Sujetó a Maxwell por el brazo a medida que salían de la habitación, y luego lo condujo por un pasillo por el cual no había transitado aún, pero que se daba cuenta perfectamente que estaba destinada al reclusorio del establecimiento. Al final, llegaron a un ascensor de servicio, por el cual descendieron hasta el subsuelo del lugar. En cuanto las puertas del ascensor se abrieron, un nuevo pasillo con las paredes sin pintar se extendió por delante. El agente Riley condujo a Maxwell por allí, saludó a un carcelero apostado tras un escritorio en la recepción de ingreso, y esperó a que le abriera la puerta magnética. El típico sonido eléctrico del portero automático se escuchó, Riley abrió de un empujón e hizo pasar a Maxwell por delante, cerrando tras de sí.
En el recinto siguiente, que se extendía ni bien salir por el corto pasillo tras la puerta magnética había dos calabozos bastante amplios, los cuales Maxwell suponía que fácilmente podrían caber diez personas en cada uno. Los barrotes eran gruesos, no tenían ventanas al exterior, y solamente contaban con un urinal lavatorio de acero inoxidable. No había camas, ni siquiera un colchón en el suelo o una litera, y ambos calabozos estaban ocupados por una persona. En uno de ellos, se hallaba sentado en un rincón un tipo de aproximadamente la edad de Maxwell, con los antebrazos apoyados en sus rodillas, y casi la misma actitud derrotada que él. En el otro, había un joven treintañero, de físico atlético y cabeza rapada, sin camiseta, con pantalones de jean demasiado anchos y zapatillas de basquetbolista. Tenía el cuerpo repleto de tatuajes, incluidos los costados de su cabeza. Por favor, que me metan con el pobre infeliz sentado en el rincón, pensó.
Sin embargo, eso no ocurrió. Como si Riley o el destino se estuvieran burlando de él, el agente le hizo un gesto a una de las cámaras de seguridad y al instante el sonido eléctrico de la puerta magnética se escucho, en el calabozo del gánster. Le quitó las esposas y lo miró con una sonrisa.

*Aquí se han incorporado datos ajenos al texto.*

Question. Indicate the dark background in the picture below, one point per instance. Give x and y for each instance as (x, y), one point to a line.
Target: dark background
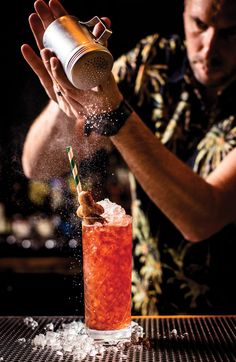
(23, 288)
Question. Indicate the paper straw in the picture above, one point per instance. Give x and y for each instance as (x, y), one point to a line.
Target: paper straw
(74, 169)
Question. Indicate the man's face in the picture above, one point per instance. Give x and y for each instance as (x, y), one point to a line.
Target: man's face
(210, 30)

—Que se divierta, escritor —le dijo.
Lo empujó dentro y cerró la puerta tras de sí. Maxwell trastabilló y casi enseguida se giró sobre sus talones, para correr hacia los barrotes y sujetarse a ellos con ambas manos.

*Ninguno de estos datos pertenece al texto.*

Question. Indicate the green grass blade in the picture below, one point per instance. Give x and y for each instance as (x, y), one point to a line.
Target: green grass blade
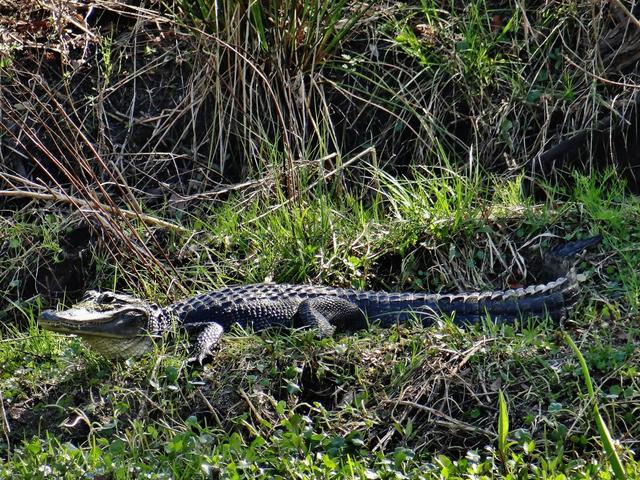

—¡Eh, espere! ¡Está cometiendo un terrible error y lo sabe! —exclamó, pero el agente Riley no le hizo el menor caso. Lo vio alejarse, su ancha espalda bamboleándose en cada paso, hasta perderse por el pasillo de acceso.
Y entonces, el perpetuo silencio le invadió, solamente entrecortado por la risilla de su compañero de celda, atrás de él.